MCP VectorStore Server

MCP VectorStore Server

Provides advanced document search and processing capabilities through vector stores, including PDF processing, semantic search, web search integration, and file operations. Enables users to create searchable document collections and retrieve relevant information using natural language queries.

Category
Visit Server

README

MCP VectorStore Server

A Model Context Protocol (MCP) server that provides advanced vector store operations for document search, PDF processing, and information retrieval.
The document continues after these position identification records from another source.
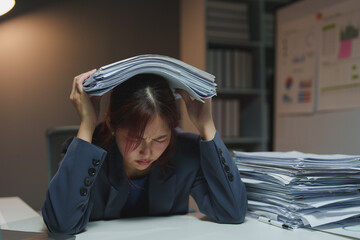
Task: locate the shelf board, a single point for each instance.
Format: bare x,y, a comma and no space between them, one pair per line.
234,42
232,91
244,140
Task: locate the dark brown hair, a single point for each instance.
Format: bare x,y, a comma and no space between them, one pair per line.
134,103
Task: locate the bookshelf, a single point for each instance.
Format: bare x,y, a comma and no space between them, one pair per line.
233,39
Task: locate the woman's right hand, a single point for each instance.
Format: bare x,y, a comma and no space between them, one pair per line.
88,107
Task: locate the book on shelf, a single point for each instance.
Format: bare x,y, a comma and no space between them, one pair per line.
226,114
233,68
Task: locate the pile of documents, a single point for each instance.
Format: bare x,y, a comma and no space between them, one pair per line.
301,190
197,83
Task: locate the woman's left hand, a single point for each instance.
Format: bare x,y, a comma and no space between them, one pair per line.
200,114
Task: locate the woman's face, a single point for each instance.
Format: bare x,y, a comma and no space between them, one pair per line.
156,138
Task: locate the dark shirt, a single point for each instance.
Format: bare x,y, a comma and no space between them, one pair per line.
137,202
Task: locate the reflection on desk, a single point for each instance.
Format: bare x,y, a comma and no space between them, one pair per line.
17,215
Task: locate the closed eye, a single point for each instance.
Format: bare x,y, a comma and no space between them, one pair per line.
161,139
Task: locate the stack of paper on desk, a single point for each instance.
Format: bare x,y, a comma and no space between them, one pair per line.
301,190
197,83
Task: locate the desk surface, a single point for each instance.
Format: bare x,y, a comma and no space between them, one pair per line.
17,215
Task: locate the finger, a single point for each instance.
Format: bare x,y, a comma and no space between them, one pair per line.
81,79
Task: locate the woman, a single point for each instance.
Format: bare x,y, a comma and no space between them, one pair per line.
137,164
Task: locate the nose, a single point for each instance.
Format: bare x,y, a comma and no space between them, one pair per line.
145,149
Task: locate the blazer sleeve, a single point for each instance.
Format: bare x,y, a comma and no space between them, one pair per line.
67,207
218,189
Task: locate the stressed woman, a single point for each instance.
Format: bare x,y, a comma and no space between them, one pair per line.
138,163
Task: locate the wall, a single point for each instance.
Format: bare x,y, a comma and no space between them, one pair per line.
319,132
40,53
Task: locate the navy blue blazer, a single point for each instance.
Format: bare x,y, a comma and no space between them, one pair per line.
91,185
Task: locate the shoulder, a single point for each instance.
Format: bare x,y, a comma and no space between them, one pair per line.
186,139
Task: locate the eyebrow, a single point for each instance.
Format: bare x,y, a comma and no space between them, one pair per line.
160,137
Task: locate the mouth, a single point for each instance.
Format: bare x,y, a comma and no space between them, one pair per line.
143,162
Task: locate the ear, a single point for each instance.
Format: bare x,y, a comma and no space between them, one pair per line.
109,127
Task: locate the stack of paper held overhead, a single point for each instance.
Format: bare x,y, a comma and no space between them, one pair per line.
301,190
197,83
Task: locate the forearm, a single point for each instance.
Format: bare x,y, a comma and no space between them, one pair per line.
221,193
67,207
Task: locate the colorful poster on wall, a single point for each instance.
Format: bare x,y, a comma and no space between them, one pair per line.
339,59
297,50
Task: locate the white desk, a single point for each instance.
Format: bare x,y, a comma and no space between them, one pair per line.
17,215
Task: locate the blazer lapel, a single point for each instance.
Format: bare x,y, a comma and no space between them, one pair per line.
119,188
161,191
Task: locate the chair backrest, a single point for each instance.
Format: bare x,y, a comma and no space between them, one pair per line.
55,137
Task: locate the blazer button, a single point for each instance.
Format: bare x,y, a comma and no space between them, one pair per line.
96,162
230,177
92,171
83,192
87,181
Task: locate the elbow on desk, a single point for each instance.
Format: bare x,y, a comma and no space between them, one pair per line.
61,227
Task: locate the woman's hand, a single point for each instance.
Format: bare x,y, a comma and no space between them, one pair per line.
200,114
87,107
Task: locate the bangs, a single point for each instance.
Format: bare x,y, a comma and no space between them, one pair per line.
136,121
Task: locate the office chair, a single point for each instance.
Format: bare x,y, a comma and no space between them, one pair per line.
55,137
This server wraps the functionality from vectorstore.py into a standardized MCP interface.

Features

  • Vector Store Operations: Create, search, and manage document vector stores
  • PDF Processing: Extract and index content from PDF documents using LLMSherpa
  • Semantic Search: Advanced document search using HuggingFace embeddings
  • Web Search Integration: Google, Wikipedia, and DuckDuckGo search capabilities
  • File Operations: Read and process local files
  • Mathematical Calculations: Built-in calculator functionality

Prerequisites

System Requirements

  • Python: 3.8 or higher
  • Operating System: Linux, macOS, or Windows
  • Memory: Minimum 4GB RAM (8GB+ recommended for large document collections)
  • Storage: At least 2GB free space for models and vector stores
  • Network: Internet connection for downloading models and web searches

Optional GPU Support

For improved performance with large document collections:

  • CUDA: 11.8 or higher
  • GPU: NVIDIA GPU with 4GB+ VRAM
  • cuDNN: Compatible version for your CUDA installation

Installation

Step 1: Clone or Download the Repository

# If you have the files locally, navigate to the directory
cd /path/to/McpDocServer

# Or clone from a repository (if available)
# git clone <repository-url>
# cd McpDocServer

Step 2: Create a Virtual Environment

# Create a virtual environment
python3 -m venv venv

# Activate the virtual environment
# On Linux/macOS:
source venv/bin/activate

# On Windows:
# venv\Scripts\activate

Step 3: Install Dependencies

# Upgrade pip
pip install --upgrade pip

# Install all required packages
pip install -r requirements.txt

Step 4: Install LLMSherpa (Optional but Recommended)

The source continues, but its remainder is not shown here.